Why


Lark was diagnosed with PFFD before even being born. Other blogs following amazing children with PFFD gave me hope and insight when we first found out. I thought I would try one out for myself. Not only as a way to share Lark's progress but also to possibly be helpful for anyone else dealing with the same thing.

Here is Lark's story ...

Tuesday, May 22, 2012

You Go Girl!

One question I asked everyone I could when we found out Lark had PFFD was would the PFFD delay the physical milestones infants/toddlers/kids usually hit. Everyone told me no and so far they have been right! This little girl has some serious strength and has already started to roll over and tries to sit up by herself. Her new favorite thing to do lately is playing in the Jumperoo. 

You go girl!


Thursday, May 17, 2012

B

I love this poem by Sarah Kay. 
You can also watch her perform it here.

 If I should have a daughter, instead of mom, she's going to call me Point B,

because that way she knows that no matter what happens,
at least she can always find her way  to me.

And I am going to paint the Solar Systems on the backs of her hands,
so she has to learn the entire universe before she can say 'Oh, I know that like the back of my hand'

And she's going to learn that this life will hit you,
hard,
in the face,
wait for you to get back, just so we can kick you in the stomach
but getting the wind knocked out of you is the only way to remind your lungs how much they like the taste of air.

There's hurt, fear that cannot be fixed by band aids or poetry
so the first time she realizes that wonder women is not coming 
I'll make sure she knows she does not have to wear the cape all by herself
because no matter how wide you stretch your fingers,
your hands will always be too small to catch all the pain you want to heal

Believe me, I've tried
And baby, I'll tell her, don't keep your nose up in the air like that
I know that trick, I've done it a million times
You're just smelling for smoke so you can follow the trail
back to a burning house so you can find the boy who lost everything in the fire
to see if you can save him

Or else find the boy who lit the fire in the first place to see if you can change him
But I know she'll anyway, so instead I'll always keep an extra supply of chocolate
and rainboots nearby.

Because there's no heartbreak that chocolate can't fix
Ok, there's a few heartbreaks that chocolate can't fix
but that's what the rainboots are for because rain will
wash away everything if you will.

I want her to look at the world through the underside of a glass bottom boat
To look through the microscope at the galaxies that exist on the pinpoint of a human mind
Because that's the way my mom taught me.

That there'll be days like this
that there's be days like this my mama said
When you open your hands to catch, I wind up with only blisters and bruises
When you step out of the phone booth and try to fly

And the very people you want to save are the ones standing on your cape
When your boots will fill with rain and you'll be up to your knees in disappointment
and those are the very days you've all the more reason to say thank you

because there's nothing more beautiful than the way the ocean refuses to stop
kissing the shoreline no matter how many times it is sent away

You will put the wind in winsome ... losesome
You will put the star in starting over and over

And no matter how many landmines erupt in a minute
be sure your mind lands on the beauty of this funny place called life
And yes, on a scale from one to over-trusting, I'm pretty damn naive

But I want her to know that this world is made out of sugar
It can crumble so easily
But don't be afraid to stick your tongue out and taste it
Baby, I'll tell her, remember your mama is a worrier
and your papa is a warrior.

And you're the girl with small hands and big eyes who never stops asking for more
Remember that good things come in threes and so do bad things and
always apologize when you've done something wrong

but don't you ever apologize for the way your eyes refuse to stop shining
your voice is small but don't ever stop singing.

When they slip you a heartache,
when they slip war and hatred under your door and offer you handouts on street corners
of cynicism and defeat, you tell them that they really ought to meet your mother.
 

Wednesday, May 9, 2012

Little Miss 3 Months

Lark is already 3 months! 
Where does the time go? 
She smiles all the time and is a joy baby!


We recently had a check up with our pediatric orthopedist and physical therapist here at home.

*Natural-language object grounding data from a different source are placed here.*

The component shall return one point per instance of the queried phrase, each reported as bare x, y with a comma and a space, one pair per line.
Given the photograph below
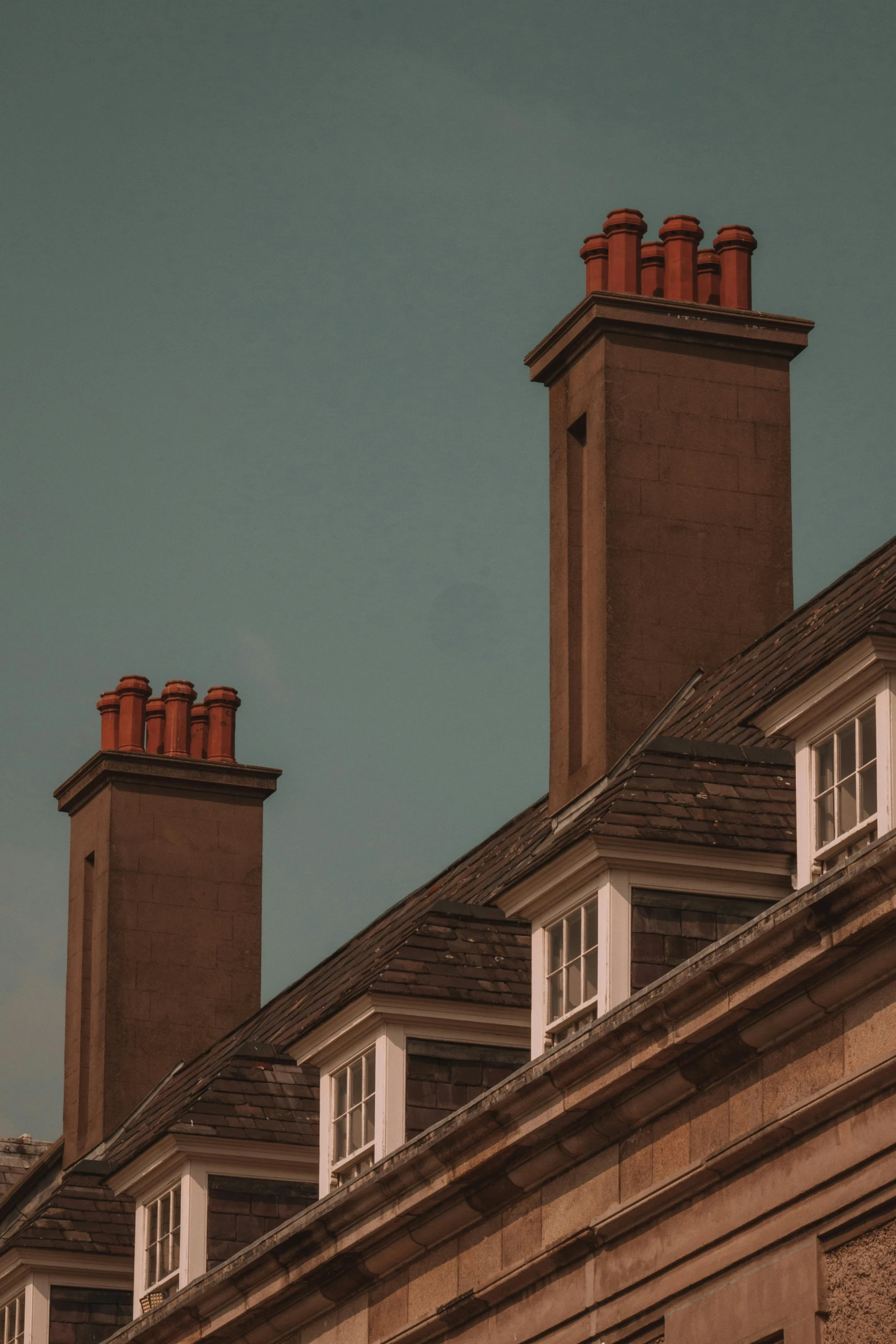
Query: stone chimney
671, 532
164, 898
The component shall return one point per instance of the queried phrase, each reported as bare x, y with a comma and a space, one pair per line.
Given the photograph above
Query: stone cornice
662, 319
748, 993
159, 772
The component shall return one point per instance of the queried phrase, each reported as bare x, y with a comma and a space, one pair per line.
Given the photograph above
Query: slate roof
430, 945
17, 1156
711, 780
687, 792
269, 1104
860, 602
81, 1214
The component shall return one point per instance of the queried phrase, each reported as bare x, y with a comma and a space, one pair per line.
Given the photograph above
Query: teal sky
268, 275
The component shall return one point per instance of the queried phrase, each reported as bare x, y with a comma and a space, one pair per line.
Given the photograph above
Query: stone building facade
626, 1072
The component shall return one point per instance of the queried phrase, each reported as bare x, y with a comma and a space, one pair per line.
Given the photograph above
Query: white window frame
613, 896
166, 1204
191, 1160
812, 859
382, 1023
824, 853
356, 1160
38, 1284
585, 1005
193, 1180
14, 1314
389, 1054
610, 869
866, 673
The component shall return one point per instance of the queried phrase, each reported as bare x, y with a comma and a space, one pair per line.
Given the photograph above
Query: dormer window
572, 961
163, 1242
843, 723
13, 1320
847, 778
354, 1118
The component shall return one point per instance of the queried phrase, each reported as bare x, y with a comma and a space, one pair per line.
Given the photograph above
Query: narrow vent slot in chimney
577, 439
86, 995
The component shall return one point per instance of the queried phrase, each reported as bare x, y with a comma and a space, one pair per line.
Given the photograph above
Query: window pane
574, 984
825, 817
825, 766
591, 925
555, 996
867, 738
868, 778
355, 1091
590, 975
341, 1092
556, 948
847, 753
574, 935
339, 1139
847, 805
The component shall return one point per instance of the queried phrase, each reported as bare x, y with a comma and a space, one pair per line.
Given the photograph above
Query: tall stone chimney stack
671, 531
164, 898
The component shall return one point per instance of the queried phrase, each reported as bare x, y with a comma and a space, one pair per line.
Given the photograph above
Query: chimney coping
605, 313
163, 772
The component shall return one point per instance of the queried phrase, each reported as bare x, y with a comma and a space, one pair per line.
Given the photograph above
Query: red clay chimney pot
652, 269
222, 703
155, 726
178, 698
133, 693
199, 731
708, 276
682, 234
624, 230
735, 245
108, 706
594, 255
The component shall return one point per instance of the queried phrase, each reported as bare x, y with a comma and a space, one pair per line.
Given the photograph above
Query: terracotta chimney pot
133, 693
108, 706
178, 698
594, 255
624, 230
222, 703
652, 269
735, 246
682, 234
199, 731
708, 276
155, 726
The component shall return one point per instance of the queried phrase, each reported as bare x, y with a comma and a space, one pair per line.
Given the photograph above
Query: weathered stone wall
242, 1208
862, 1289
444, 1076
668, 928
87, 1315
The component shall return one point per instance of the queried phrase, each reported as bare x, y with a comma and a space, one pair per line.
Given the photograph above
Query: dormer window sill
844, 847
351, 1167
572, 1022
160, 1293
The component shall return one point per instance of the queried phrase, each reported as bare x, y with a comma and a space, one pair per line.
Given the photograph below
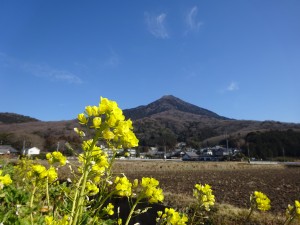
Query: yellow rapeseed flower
82, 119
171, 217
79, 132
96, 122
108, 135
204, 195
261, 201
123, 186
109, 209
151, 191
52, 174
92, 189
4, 180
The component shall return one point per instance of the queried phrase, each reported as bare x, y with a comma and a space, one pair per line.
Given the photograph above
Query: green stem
251, 210
75, 200
289, 220
132, 210
78, 203
31, 203
47, 193
194, 214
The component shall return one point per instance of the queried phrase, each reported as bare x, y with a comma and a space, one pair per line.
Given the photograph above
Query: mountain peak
166, 103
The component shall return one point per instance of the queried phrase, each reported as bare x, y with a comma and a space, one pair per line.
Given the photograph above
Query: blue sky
238, 58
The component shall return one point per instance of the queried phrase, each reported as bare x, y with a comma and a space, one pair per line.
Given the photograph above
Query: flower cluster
92, 188
49, 220
108, 119
56, 157
171, 217
204, 196
151, 191
293, 210
260, 201
109, 209
4, 180
123, 186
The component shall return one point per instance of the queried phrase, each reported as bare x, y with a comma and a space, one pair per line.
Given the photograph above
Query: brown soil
232, 183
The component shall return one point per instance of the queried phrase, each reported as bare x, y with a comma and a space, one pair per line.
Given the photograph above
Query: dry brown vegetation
232, 183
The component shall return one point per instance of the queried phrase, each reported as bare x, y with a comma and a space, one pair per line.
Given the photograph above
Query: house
31, 151
7, 150
190, 156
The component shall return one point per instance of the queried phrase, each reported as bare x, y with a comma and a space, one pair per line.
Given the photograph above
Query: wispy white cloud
156, 25
192, 21
233, 86
39, 70
42, 70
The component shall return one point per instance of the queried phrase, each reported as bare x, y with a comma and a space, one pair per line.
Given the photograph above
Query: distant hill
168, 103
163, 123
15, 118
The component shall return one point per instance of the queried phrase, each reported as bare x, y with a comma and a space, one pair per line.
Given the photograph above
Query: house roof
192, 154
6, 149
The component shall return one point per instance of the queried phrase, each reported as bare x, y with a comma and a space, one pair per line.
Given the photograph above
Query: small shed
32, 151
190, 156
7, 150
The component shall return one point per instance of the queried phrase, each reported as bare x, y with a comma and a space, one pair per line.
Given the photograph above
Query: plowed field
232, 182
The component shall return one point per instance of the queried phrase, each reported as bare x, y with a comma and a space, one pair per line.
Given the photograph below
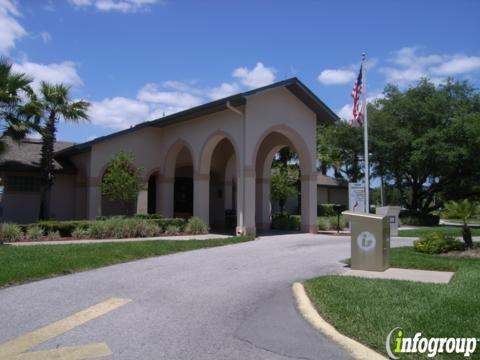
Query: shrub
326, 210
418, 219
64, 228
80, 233
34, 233
195, 225
119, 228
10, 232
172, 230
330, 222
285, 222
323, 223
146, 228
147, 216
437, 243
53, 236
163, 223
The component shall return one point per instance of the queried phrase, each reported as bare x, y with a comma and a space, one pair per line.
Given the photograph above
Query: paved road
232, 302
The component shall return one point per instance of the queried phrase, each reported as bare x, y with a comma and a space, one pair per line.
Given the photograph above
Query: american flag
357, 104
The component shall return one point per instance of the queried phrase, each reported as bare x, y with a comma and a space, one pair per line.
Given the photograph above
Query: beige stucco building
205, 161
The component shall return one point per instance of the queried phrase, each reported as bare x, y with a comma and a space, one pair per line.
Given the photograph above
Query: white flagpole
365, 138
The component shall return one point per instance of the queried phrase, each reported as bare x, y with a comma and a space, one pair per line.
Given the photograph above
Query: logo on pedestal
366, 241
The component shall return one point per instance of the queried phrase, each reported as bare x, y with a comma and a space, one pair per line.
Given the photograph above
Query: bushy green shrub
10, 232
437, 243
417, 219
118, 228
195, 226
285, 222
34, 233
323, 223
163, 223
172, 230
330, 222
148, 216
64, 228
53, 236
80, 233
151, 225
326, 210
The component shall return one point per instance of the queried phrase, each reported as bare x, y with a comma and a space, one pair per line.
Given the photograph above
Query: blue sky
137, 59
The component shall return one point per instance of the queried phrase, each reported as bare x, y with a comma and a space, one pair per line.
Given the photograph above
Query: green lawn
367, 309
444, 229
25, 263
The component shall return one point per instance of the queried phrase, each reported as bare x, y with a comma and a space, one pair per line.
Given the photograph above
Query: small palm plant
463, 210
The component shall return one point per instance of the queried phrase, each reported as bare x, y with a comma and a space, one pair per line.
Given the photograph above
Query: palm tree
55, 104
463, 210
18, 110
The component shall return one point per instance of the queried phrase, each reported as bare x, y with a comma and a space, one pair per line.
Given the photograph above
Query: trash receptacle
392, 212
370, 241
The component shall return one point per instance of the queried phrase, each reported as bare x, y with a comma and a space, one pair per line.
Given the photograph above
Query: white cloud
182, 99
64, 72
10, 28
458, 65
156, 100
124, 6
224, 90
46, 37
118, 112
257, 77
336, 77
409, 64
345, 112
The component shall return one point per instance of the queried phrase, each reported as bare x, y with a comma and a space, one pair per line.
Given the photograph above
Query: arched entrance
177, 182
218, 166
111, 207
268, 147
183, 185
152, 194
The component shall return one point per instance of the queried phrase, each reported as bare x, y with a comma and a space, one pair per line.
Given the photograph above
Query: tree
424, 141
339, 146
18, 110
55, 104
122, 180
463, 210
284, 184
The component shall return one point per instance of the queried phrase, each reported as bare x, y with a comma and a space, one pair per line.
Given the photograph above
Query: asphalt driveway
231, 302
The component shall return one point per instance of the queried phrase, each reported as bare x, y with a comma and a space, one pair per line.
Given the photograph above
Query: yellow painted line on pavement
10, 349
89, 351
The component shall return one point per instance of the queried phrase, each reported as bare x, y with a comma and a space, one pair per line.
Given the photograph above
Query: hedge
67, 227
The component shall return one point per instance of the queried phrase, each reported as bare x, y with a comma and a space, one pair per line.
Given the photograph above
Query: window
23, 183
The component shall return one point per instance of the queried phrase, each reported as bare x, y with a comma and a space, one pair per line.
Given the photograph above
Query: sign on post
356, 197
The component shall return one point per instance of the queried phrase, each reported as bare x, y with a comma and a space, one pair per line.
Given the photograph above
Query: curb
306, 308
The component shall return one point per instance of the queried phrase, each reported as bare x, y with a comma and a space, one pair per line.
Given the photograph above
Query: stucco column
249, 204
263, 208
165, 196
201, 197
309, 203
94, 198
142, 201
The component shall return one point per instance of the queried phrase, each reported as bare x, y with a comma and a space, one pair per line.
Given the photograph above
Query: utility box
393, 214
370, 241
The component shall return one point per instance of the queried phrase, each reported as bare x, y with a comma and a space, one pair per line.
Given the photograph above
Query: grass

Nothing much new is going on with Lark's PFFD. There has been nice growth on her femur but her hip still isn't looking too great, though she's still so little. All in all nothing new was discussed. Physical therapy here at home has been going well. She's not crazy about it but deals with it pretty well. We won't see her orthopedist again till after we meet with the other out of state doctors this summer. I'm anxious for those appointments. I'm ready for some type of plan.


Above is the x-ray taken at our appointment. It amazes me every time how different her left side is compared to her right.